9月にノーヒッター3人を生み出した“鴻江合宿”

 千賀がプロ1年目のオフから毎年欠かさずに参加をしている「鴻江スポーツアカデミー」代表の鴻江寿治氏が主宰する合同合宿に、大野雄も12年と13年に仲間入りしていたのだ。筆者もまたかれこれ15年以上、運営スタッフとして数々のアスリートと時間を共にしてきた。パソコンのファイルを探ってみると、13年の自主トレ合宿の時の集合写真が見つかった。

13年の自主トレ合宿の時の集合写真 ©田尻耕太郎

 最後列の右から3番目が千賀だ。プロ3年目のシーズンを迎える直前。前年に1軍デビューを果たし、この年は中継ぎでブレイク。オールスターにも出場をした。その千賀から左へ2人目が大野雄だ。このシーズンに自身初の2桁勝利を挙げている。

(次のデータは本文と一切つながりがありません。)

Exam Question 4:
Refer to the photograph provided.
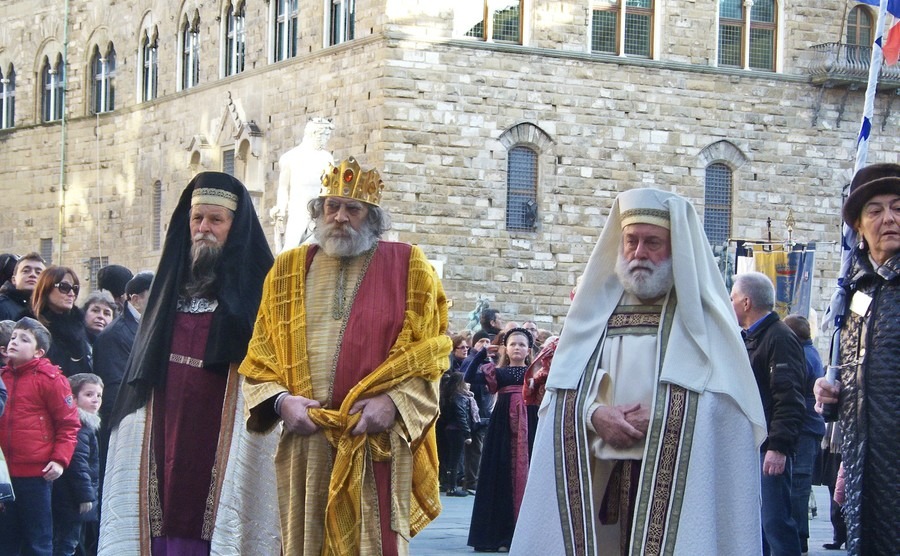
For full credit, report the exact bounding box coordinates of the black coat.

 また、この年の参加者を見てみると、中段列の右から2番目は現巨人の中島宏之、その左が中日の吉見一起、さらに左が中日で現在は打撃投手となった西川健太郎がいた。上段の右2番目からは広島の安部友裕、千賀、中日の小熊凌祐、大野雄、当時日本ハムからオリックスへ移籍直前の八木智哉(現中日スカウト)、前年までホークスに在籍し、この年から社会人でプレーした近田怜王(現JR西日本職員)と続く。

 そして最前列の右から2番目にはソフトボール界のレジェンド、上野由岐子(現ビックカメラ高崎)も写っている。

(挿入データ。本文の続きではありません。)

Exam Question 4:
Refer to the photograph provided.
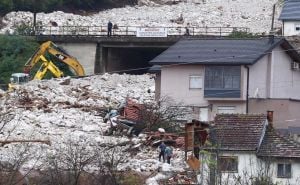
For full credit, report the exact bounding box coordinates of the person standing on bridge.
[107,21,112,37]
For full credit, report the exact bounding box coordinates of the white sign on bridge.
[136,28,168,37]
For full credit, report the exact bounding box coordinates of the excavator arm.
[33,56,64,80]
[24,41,85,79]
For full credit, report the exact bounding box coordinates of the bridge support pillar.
[94,43,108,74]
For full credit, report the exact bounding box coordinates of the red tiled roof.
[257,126,300,158]
[209,114,267,151]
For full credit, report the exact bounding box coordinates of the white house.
[279,0,300,36]
[200,114,300,185]
[150,37,300,128]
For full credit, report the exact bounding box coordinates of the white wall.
[271,47,300,99]
[283,21,300,36]
[58,43,96,75]
[249,46,300,99]
[161,65,247,120]
[161,65,208,106]
[249,55,269,98]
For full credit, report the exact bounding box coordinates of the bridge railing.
[35,26,250,36]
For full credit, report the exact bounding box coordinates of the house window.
[218,106,235,114]
[204,66,241,98]
[277,163,292,178]
[218,156,238,173]
[190,75,202,89]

 上野もまた、この9月にノーヒットノーランを達成した。8日、日本リーグのシオノギ製薬戦だ。

 上野に祝福のメッセージを送るとこんな返信がきた。

「千賀くんのノーノーを知ってたのでめっちゃ意識してたし狙ってましたよ~~」

 千賀は球団76年ぶりで、自身としても「人生で初めて」の一世一代のピッチングだった。「(上野さんは)何回目て感じですよね」と千賀。なので、ノーノーは7回目、完全試合は8回で計15回という事実と、上野の言葉も一緒に伝えると「それが出来るのが恐ろしい笑」ともう笑うしかなかった。

合宿の中で欠かせない時間

 ところで、この鴻江合宿。以前に比べてここ数年で、一気に球界で広く知られる存在になってきた。一体どんな場所なのかと聞かれることも増えてきた。

 まずもって、トレーニング合宿といえば朝早くから陽が暮れるまでグラウンドで練習をしたり、やみくもに走ったり、ひたすらウエイトをしたりするイメージを持たれるかもしれない。

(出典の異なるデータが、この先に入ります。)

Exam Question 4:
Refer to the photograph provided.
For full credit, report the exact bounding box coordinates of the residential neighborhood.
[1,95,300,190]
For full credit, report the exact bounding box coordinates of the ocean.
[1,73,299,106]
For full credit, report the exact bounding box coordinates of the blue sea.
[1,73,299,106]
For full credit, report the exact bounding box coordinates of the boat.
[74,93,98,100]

 だが、この合宿は違う。短期集中で、長くても1週間程度。なかには3日間ほどという選手もいる。そして、この期間はただ体を鍛えるのではなく、頭と心を磨く。自分の進む道を見つける為に、まずは自分自身を知ることから始める。そこには男女も年齢も競技も関係ない。

 その入り口となる「鴻江理論」だ。原則、骨盤の向きによってタイプが分かれる「うで体(以前は猫背型とも呼んでいた)」「あし体(同・反り腰型)」に判別し、それを理解して、それに沿った体の使い方を身につけていく。

 たとえばプロ野球選手は誰もが豊かな才能の持ち主だ。そうでなければドラフトにかからない。しかし、伸び悩んだり、活躍できても短期間だったり、怪我で苦しんだりする選手は、自分の進むべき道が分かっていない場合が多い。つまり間違った使い方をしているケースも多いのだ。

 体のタイプに合わせた「答え」がある。投球も、打撃も、走り方も、それに沿ってフォームを作り上げていく。